The most important thing is to develop a whole reformulation of the company culture, focused on the journey.
If you used to talk about a customer-focused culture rather than a product culture, the HBR article speaks of a culture focused on the client’s journey.
In this context, we can show five steps:
- Understand that the client’s journey, in fact, is divided into several days
- Find out which are the most important journeys for clients
- Develop better processes for each of them
- Spread these findings throughout the organization
- Lastly, generate a culture focused on the continuous improvement of the client’s journey
The process is slow and labor intensive, but the benefits are enormous.
See also: How The Churn Rate Calculation Can Help Your Business
3- Customer Experience Environments
It is very common to divide this issue simplistically between virtual and physical environments, as if to limit the customer experience to only the internet and the point of sale.
From the moment a consumer leaves the house to go to a mall and faces the hell of congestion, then goes to his nephew’s party at a children’s buffet, and discovers that he’s delivered the wrong package, the customer passes through the most diverse shopping experience environments.
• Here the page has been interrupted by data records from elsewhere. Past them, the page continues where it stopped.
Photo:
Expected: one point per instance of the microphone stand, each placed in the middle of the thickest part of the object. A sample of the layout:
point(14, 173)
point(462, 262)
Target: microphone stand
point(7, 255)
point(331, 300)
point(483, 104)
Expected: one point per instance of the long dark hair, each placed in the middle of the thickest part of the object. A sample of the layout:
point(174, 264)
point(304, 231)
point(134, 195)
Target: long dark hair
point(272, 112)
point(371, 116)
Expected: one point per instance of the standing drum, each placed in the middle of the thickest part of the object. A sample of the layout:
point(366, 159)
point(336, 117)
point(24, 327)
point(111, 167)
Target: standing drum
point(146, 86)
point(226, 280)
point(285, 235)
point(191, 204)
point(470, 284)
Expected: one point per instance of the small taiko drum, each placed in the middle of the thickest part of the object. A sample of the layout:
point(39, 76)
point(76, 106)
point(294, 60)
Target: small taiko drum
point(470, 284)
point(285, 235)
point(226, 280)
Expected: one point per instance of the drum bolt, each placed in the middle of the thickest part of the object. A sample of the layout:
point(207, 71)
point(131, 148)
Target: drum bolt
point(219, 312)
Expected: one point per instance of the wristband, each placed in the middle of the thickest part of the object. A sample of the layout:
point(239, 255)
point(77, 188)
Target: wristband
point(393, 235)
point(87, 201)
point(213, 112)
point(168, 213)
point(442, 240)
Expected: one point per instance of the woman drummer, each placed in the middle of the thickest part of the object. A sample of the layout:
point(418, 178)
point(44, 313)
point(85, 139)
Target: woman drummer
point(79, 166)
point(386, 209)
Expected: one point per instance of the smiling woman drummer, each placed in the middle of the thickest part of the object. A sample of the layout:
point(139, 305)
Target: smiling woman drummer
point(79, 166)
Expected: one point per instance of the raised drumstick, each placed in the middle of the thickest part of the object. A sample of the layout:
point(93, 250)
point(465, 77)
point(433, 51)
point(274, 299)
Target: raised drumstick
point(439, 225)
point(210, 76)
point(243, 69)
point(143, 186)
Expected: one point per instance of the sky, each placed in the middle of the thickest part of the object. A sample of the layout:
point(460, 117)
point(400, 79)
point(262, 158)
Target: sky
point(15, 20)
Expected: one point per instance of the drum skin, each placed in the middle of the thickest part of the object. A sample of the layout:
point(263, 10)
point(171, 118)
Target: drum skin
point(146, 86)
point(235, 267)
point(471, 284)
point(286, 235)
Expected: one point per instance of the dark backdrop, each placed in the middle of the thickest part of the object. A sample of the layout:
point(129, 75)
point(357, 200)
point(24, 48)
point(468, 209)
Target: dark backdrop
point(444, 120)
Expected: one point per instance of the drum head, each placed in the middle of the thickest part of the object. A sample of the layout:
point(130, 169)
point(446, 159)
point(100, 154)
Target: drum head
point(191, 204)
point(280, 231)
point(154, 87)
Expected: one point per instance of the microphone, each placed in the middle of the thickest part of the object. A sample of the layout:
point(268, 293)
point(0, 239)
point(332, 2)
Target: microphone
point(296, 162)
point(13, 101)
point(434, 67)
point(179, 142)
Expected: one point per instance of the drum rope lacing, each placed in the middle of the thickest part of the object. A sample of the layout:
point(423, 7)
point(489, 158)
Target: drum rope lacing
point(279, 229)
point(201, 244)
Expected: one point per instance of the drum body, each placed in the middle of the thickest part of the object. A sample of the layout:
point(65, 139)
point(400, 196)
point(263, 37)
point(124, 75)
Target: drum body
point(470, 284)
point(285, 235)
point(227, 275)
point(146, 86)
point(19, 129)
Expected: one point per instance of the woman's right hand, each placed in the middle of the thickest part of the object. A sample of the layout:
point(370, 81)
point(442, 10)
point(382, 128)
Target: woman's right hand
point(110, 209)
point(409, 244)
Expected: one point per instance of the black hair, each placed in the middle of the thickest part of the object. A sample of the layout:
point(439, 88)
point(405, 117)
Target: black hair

A case that illustrates how the customer experience environment may be completely different from what we imagine is one that involves Johnnie Walker in Brazil. When the laws for driving under the influence of alcohol became stricter, effectively reducing the acceptable limit of alcohol in the Blood to zero, there was a change in the customer experience environment.
So, by moving to the place of consumption (a bar) and returning home, Johnnie Walker’s customers had to get used to taxiing. They needed to abandon the comfortable environment of their own cars.
The response from Johnnie Walker was swift.
It teamed up with a taxi calling application, 99 Taxis, and started offering significant discounts on trips.
This made the costumer experience again enjoyable for its customers.
Check out this video [the audio is in Portuguese, but you can turn on the subtitles] talking about the excellent results of this particular campaign.
As you’ve seen, customer-focused, well-modeled processes can make all the difference.
Think about the end to end customer experience the next time you develop a customer service process flow.
This was short and sweet, clear and excellent examples. Thanks!